Tom Walker _____________________

I discretely refrained from mentioning that yesterday I sent off the manuscript of a second paper debunking the lump-of-labor fallacy claim. Why do I bother? Why do I keep harping on this seemingly trivial facet of mass media (and mainstream economist) deception? Because, in the words of the 1902 final report of an Industrial Commission of the US Congress (probably drafted by institutionalist economics founder John R. Commons), the reduction of working time is “the most substantial and permanent gain which labor can secure.” Because, in the words of the 1866 Congress of the International Working Men's Association at Geneva (drafted by Karl Marx) "the limitation of the working-day is a preliminary condition without which all further attempts at improvement and emancipation must prove abortive." And because, in the words of John Maynard Keynes, "Less work is the ultimate solution [to maintaining long-term full employment]."

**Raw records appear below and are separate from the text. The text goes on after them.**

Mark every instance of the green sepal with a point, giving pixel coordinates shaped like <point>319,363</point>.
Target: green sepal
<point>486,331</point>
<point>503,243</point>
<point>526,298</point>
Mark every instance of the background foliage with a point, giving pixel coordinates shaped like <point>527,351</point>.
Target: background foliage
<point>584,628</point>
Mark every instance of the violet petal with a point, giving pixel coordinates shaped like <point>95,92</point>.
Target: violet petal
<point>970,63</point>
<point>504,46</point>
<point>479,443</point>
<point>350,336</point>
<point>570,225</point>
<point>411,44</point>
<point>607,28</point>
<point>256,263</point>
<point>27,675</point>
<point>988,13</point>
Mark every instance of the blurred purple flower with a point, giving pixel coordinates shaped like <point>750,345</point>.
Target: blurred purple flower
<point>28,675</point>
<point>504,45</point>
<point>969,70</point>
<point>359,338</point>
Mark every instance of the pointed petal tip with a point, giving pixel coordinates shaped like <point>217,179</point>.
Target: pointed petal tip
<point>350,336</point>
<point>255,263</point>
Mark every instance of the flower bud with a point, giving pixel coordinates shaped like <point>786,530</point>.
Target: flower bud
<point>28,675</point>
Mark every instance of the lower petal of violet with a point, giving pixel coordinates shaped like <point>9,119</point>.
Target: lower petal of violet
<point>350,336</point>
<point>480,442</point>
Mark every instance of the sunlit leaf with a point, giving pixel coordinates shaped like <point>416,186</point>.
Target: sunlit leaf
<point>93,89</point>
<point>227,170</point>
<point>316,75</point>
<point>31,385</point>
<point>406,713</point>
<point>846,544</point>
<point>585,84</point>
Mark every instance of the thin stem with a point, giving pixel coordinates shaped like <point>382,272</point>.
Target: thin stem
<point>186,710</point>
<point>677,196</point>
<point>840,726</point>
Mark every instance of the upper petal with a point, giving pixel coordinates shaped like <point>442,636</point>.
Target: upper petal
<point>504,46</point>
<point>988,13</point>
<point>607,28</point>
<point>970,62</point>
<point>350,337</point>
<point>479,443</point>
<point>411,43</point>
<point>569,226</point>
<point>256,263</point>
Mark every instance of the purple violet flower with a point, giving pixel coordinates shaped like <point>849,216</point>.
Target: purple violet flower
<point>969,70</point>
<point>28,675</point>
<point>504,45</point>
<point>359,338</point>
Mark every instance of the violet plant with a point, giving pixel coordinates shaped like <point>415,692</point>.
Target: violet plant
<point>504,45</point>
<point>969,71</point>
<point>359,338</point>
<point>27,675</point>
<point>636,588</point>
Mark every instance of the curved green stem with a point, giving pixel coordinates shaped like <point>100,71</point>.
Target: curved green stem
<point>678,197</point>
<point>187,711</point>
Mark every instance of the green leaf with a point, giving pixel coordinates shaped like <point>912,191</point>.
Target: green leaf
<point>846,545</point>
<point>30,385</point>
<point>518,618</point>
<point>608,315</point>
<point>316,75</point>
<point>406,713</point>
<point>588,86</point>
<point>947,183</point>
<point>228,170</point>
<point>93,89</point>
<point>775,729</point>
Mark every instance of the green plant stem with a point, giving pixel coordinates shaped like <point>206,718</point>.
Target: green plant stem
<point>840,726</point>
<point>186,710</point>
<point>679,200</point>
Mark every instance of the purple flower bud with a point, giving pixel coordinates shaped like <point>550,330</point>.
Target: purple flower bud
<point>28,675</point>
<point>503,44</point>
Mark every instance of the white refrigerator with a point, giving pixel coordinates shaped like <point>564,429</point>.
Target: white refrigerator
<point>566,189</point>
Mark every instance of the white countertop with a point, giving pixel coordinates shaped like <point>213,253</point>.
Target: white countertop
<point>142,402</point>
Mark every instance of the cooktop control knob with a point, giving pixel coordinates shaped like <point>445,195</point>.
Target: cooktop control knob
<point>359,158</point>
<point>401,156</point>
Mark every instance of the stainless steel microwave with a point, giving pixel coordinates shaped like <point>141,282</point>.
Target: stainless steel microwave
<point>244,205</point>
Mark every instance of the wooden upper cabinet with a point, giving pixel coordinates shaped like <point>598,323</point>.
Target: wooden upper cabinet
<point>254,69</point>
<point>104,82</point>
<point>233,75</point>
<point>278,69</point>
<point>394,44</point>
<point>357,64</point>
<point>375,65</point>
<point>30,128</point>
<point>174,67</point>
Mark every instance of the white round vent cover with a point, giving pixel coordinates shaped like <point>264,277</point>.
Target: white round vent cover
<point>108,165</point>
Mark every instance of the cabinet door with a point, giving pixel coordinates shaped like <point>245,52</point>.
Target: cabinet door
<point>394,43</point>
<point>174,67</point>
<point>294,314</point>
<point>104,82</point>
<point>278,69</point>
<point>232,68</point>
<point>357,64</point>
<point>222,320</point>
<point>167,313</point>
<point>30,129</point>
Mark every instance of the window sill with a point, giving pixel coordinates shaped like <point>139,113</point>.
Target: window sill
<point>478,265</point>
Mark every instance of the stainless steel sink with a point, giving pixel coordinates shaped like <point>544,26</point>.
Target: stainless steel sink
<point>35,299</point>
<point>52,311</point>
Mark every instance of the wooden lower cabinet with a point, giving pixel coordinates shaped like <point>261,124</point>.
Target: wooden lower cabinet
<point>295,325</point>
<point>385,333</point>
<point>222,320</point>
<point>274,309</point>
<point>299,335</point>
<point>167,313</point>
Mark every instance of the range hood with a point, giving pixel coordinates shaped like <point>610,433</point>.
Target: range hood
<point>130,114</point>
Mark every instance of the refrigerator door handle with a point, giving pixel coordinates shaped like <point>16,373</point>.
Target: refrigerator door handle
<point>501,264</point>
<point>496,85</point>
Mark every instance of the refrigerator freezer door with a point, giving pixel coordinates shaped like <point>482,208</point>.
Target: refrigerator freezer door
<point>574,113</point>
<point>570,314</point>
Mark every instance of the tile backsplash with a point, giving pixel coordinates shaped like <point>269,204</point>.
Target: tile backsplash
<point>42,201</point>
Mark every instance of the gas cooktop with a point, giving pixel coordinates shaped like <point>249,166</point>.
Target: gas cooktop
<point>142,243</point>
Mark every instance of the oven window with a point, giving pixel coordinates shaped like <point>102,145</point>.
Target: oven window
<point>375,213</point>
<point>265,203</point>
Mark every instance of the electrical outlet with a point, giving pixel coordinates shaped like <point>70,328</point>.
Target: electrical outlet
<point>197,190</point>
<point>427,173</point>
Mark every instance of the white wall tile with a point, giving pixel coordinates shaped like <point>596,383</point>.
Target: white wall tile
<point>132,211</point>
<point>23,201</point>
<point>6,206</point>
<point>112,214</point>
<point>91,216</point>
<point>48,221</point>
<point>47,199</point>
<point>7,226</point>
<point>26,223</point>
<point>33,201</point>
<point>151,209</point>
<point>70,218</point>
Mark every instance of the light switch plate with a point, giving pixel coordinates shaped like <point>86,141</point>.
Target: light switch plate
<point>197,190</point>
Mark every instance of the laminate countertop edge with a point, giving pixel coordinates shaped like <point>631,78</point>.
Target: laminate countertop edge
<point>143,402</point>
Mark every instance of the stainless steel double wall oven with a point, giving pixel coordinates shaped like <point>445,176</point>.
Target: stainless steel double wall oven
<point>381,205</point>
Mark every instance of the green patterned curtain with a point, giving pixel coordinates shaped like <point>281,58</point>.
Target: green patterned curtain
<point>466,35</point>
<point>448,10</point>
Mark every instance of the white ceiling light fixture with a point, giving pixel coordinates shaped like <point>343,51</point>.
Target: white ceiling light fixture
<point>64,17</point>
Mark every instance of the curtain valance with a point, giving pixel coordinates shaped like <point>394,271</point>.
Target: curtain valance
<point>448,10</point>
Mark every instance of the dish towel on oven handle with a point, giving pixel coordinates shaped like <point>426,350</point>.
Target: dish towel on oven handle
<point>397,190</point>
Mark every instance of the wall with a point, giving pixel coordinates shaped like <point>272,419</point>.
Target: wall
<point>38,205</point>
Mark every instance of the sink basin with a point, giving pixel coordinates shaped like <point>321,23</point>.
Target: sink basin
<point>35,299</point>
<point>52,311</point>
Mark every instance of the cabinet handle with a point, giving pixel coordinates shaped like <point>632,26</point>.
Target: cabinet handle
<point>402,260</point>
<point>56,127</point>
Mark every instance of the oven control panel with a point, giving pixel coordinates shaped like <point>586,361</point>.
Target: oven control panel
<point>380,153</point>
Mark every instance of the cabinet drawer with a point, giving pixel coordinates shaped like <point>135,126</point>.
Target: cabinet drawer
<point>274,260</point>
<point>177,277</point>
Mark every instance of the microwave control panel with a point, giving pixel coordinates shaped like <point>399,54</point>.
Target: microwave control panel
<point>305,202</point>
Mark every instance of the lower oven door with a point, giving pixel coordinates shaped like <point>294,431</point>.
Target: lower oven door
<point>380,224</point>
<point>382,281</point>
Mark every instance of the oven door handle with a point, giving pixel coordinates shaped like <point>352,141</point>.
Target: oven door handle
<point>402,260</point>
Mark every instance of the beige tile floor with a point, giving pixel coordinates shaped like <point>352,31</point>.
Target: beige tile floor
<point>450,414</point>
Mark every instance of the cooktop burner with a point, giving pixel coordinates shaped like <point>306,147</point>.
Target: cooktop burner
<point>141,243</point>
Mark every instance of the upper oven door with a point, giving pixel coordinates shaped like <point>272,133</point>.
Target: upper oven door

In short, false claims about a "lump-of-labor fallacy" are not merely anti-trade unionist, they attack the full spectrum of socialist and non-socialist progressive economic thought of the past century and a half and insist on blind obedience to the peculiar early 19th century economic dogmas of J.B. Say and Nassau Senior. And these false claims circulate with ease at the IMF, the OECD, the ILO(!), finance ministries, first tier economics departments and elite economics journals everywhere.

It is almost as if the most reactionary elements in society were the only ones who took Marx's, Commons' and Keynes' insights to heart and who realized that they could maintain an invincible advantage over all of society simply by declaring the reduction of working time to be out of bounds. I say "almost" because really I'm afraid that they wouldn't be able to do this without an enormous complicity from "the left" and/or "ordinary folks" who are scared stiff of emancipation. And with good reason -- there's no precedent for "a world which could be free."